Luka
My name is Luka,
I live on the second floor,
I live upstairs from you,
Yes, I think you've seen me before...
Suzanne Véga - Luka,
in Solitude Standing,
1987, A & M, 5136
— Fous-moi le camp.
— Dégage. Et viens pas faire chier !
La porte claque et son bruit sourd se répercute sur les murs couverts de tags de la cage d'escalier avec un effet d'écho qui emplit son crâne : elle se retrouve sur le palier. Elle s'assied sur la première marche et prend sa tête dans ses mains. Ils n'y sont pas allés de main morte, cette fois. Le mec lui a balancé un tabouret à la figure, et elle doit avoir plusieurs bleus. Sans compter la paire de baffes que sa mère lui a mise avant et qui l'a fait saigner du nez.

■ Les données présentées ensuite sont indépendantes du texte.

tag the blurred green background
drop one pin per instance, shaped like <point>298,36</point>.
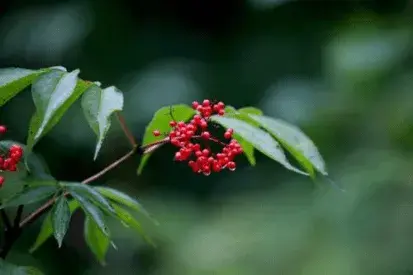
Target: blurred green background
<point>341,70</point>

À chaque fois que sa mère ramène un type à la maison, c'est pareil. Ils se mettent à picoler et, quand ils commencent à être chauds, ils s'aperçoivent qu'elle est là - oh, pas dans leurs pieds, non, il y a longtemps qu'elle se risque plus à ça, mais dans l'appartement, et avec ces cloisons en papier, on entend tout - et ça les dérange, parce qu'elle est trop grande maintenant et qu'elle sait bien ce qu'ils font. Quand elle était petite, sa mère la couchait et lui donnait du Stéralène pour la faire dormir. Maintenant, elle la fiche dehors.

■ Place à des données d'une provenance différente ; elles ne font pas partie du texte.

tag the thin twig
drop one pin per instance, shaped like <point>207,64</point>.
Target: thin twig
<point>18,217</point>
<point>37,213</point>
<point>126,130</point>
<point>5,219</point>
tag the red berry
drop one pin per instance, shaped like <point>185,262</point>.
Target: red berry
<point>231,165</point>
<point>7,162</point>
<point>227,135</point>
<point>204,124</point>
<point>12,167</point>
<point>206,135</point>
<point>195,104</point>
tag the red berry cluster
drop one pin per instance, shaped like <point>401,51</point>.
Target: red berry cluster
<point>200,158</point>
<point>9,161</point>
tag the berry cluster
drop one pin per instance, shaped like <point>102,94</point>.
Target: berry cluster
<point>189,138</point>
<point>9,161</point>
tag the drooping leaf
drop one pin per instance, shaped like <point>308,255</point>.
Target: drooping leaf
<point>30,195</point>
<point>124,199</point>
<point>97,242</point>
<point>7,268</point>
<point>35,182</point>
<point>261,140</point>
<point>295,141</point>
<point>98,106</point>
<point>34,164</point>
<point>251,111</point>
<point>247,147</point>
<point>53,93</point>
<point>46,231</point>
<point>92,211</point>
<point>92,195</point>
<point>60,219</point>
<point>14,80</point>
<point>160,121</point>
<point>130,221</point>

Le problème, c'est que les types que ramène sa mère sont de plus en plus barges. Faut dire qu'elle s'est pas arrangée, non plus. Alors, forcément. C'est pour ça qu'elle préfère rester à l'appart. Pour le cas où ça se passerait plus mal que d'habitude, pour pouvoir appeler les flics ou les pompiers.

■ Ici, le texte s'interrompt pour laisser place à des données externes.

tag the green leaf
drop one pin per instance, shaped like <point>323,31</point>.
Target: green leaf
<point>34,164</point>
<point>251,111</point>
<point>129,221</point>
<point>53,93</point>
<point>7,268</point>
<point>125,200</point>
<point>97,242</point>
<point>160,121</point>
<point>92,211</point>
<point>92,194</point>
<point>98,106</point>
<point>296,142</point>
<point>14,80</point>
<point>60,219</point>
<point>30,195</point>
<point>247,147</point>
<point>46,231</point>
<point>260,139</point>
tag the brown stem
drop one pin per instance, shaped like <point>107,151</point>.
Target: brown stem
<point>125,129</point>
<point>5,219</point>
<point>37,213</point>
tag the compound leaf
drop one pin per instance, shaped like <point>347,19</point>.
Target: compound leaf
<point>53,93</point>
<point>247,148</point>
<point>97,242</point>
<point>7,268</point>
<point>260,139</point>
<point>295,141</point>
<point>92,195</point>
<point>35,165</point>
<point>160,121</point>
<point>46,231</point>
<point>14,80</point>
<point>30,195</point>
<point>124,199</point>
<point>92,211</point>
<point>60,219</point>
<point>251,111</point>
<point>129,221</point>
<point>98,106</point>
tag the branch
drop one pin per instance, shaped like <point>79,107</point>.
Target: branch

Une fois, ils ont déjà foutu le feu à la literie, avec des mégots mal éteints. C'était pas avec celui-là, non. Un autre, qui s'est retrouvé en taule pour un vol de bagnole. Celui-ci, il commence même à lui tourner autour et, comme elle l'a envoyé balader, le voilà qui se prend pour son père et prétend avoir le droit de la corriger. À jeun, sa mère la défend encore, mais quand ils sont "partis", ça devient intenable.
Elle sort un étui de Kleenex de la poche de son jean. Sa pommette gauche est tout endolorie. Elle y applique le mouchoir en papier. Qui se teinte de rouge. Merde, ça saigne. Et elle a même pas eu le temps de prendre son sac. Saloperie. Où aller ? Il faut d'abord qu'elle voie quelle tête elle a. Ça doit ne pas être brillant. Elle se lève et entreprend de descendre les deux étages, d'un pas hésitant.
Elle est sur le palier du premier, tout aussi crade que le sien, quand la porte de l'appartement de droite s'ouvre pour laisser passage à un homme. Grand, la trentaine. Et chauve, avec des petites lunettes rondes, métalliques, grises. Mince, mais pas maigre.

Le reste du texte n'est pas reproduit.